The first word in the letter Paul wrote to the Galatians is “Paul.” Up to Acts 13:9, The Apostle was called by his Jewish name, Saul. It made him acceptable to his Jewish audiences. When he joined Barnabas and John Mark 01 unchainedon the first missionary journey to Galatia, his role changed radically. To begin with the journey was led by Barnabbas who brought his cousin, John Mark, along. Both Barnabbas and John Mark were solid Jewish believers. I would argue that their intention was to go to the Jews only, but while on the Island of Cyprus a “Jewish” false prophet attempted to prevent the governor, Sergius Paulus, a Roman Official, from accepting the faith. It was then that Paul stepped up and cursed the false “Jewish” prophet with blindness. Sergius Paulus became the first gentile convert under the Apostle Paul’s ministry. It is interesting that after Acts 13:9, Saul becomes Paul from that point on. Some early church fathers think that Saul took his gentile name at that time to honor his first convert who had the same name. But I see it as part of God’s plan to move Paul from a Jewish focus to a gentile focus.

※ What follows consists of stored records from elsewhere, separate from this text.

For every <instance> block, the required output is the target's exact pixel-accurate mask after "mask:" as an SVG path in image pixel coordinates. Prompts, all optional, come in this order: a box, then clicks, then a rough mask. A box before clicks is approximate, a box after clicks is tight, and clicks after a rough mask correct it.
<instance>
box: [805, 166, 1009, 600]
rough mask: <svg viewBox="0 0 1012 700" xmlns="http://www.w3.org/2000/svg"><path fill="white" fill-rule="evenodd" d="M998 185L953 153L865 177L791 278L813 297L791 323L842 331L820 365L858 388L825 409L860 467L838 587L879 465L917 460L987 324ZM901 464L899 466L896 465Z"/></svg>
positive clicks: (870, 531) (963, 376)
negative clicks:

Being of the tribe of Benjamin (As we read in Philippians), I’m fairly certain that his parents named Saul after the first King of Israel. Saul, the King, was head and shoulders taller than most of the men in Israel at that time and it made him stand out. It is interesting that “Paul” means “small” or “little.” Maybe that was an intentional change for this proud Pharisee who was humbled and knocked to his knees and blinded by the Lord. Paul’s blindness led to his salvation, but not so with the “Jewish” false prophet. Instead it led to the salvation of Paul’s first gentile convert. The Jews who insisted on forcing the Law into the salvation equation were as furious with Paul’s message as the Religious leaders were of Jesus who put Himself above the Law. Religious people hated Jesus. Religious people hated Paul. Religious people are violently opposed to a salvation message that is freely offered to irreligious people.

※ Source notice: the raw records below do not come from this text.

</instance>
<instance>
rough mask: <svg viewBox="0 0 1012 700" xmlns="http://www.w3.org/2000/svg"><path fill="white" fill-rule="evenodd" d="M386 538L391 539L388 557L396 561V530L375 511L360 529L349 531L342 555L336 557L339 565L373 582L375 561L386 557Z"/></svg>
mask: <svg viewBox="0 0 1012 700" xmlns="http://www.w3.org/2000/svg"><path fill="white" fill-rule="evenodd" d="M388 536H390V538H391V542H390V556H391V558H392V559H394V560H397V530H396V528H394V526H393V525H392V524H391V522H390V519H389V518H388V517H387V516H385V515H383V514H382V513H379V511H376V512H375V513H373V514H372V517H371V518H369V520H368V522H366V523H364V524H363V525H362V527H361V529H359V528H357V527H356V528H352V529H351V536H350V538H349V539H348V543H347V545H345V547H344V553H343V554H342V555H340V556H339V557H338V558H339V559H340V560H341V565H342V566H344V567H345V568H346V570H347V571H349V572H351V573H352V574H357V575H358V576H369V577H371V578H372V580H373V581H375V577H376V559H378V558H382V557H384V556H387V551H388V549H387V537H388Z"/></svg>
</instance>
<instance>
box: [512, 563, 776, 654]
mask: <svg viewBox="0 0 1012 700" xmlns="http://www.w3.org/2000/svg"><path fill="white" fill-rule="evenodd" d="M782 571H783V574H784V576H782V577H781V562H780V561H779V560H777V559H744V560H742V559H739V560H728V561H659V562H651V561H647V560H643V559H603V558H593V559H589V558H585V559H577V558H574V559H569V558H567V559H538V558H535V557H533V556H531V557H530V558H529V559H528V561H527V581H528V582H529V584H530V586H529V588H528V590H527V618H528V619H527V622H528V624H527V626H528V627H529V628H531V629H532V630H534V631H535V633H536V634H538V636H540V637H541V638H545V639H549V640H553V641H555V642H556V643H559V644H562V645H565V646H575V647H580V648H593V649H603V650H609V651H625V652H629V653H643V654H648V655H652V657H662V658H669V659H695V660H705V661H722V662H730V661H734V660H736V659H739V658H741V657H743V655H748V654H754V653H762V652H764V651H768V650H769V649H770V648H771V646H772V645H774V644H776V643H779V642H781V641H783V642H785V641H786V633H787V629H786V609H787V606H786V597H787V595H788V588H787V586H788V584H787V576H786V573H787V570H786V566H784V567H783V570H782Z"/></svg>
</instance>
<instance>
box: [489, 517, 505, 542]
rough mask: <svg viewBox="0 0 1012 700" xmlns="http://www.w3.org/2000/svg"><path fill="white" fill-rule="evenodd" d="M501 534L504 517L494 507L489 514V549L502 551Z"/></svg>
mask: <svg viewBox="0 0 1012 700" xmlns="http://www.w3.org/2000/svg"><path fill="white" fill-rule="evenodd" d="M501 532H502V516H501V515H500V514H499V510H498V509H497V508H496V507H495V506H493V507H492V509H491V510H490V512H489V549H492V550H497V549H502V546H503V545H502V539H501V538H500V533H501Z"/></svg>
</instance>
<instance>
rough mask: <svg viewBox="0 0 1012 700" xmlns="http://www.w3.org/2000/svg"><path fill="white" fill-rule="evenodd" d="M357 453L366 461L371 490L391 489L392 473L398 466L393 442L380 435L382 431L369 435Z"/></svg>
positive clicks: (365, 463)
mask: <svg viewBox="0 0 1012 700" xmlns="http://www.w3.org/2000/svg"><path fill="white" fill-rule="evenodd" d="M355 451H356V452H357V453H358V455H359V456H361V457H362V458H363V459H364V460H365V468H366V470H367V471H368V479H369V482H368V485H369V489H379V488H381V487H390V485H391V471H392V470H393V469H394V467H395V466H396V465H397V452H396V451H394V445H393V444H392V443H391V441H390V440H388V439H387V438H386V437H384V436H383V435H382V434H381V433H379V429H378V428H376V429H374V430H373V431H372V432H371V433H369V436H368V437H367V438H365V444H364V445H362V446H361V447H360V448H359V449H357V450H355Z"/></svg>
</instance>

The second thing worth noting in Galatians 1:1is that Paul calls himself an “Apostle – not from men nor through man, but through Jesus Christ and God the Father who raised Him from the dead.” Paul’s apostleship to the gentiles came directly from God. As Rushdoony observes, “Paul is emphatic because there was a major effort to belittle his calling, his teaching, and his person.” This attack on Paul came from the Judaizers who insisted on connecting obedience to the law with salvation by grace through faith. Paul preached a Gospel that put the person and work of Christ at the center. It forced each person to see their sinfulness and their need for a savior. It took God’s divine intervention in this hyper-religious Pharisee’s life to get his attention. It takes divine intervention today as well for religious people to get the truth of the Gospel. Jesus did not come to set up another religion but to destroy all religion. It always takes divine intervention to set man free from the law of sin and death.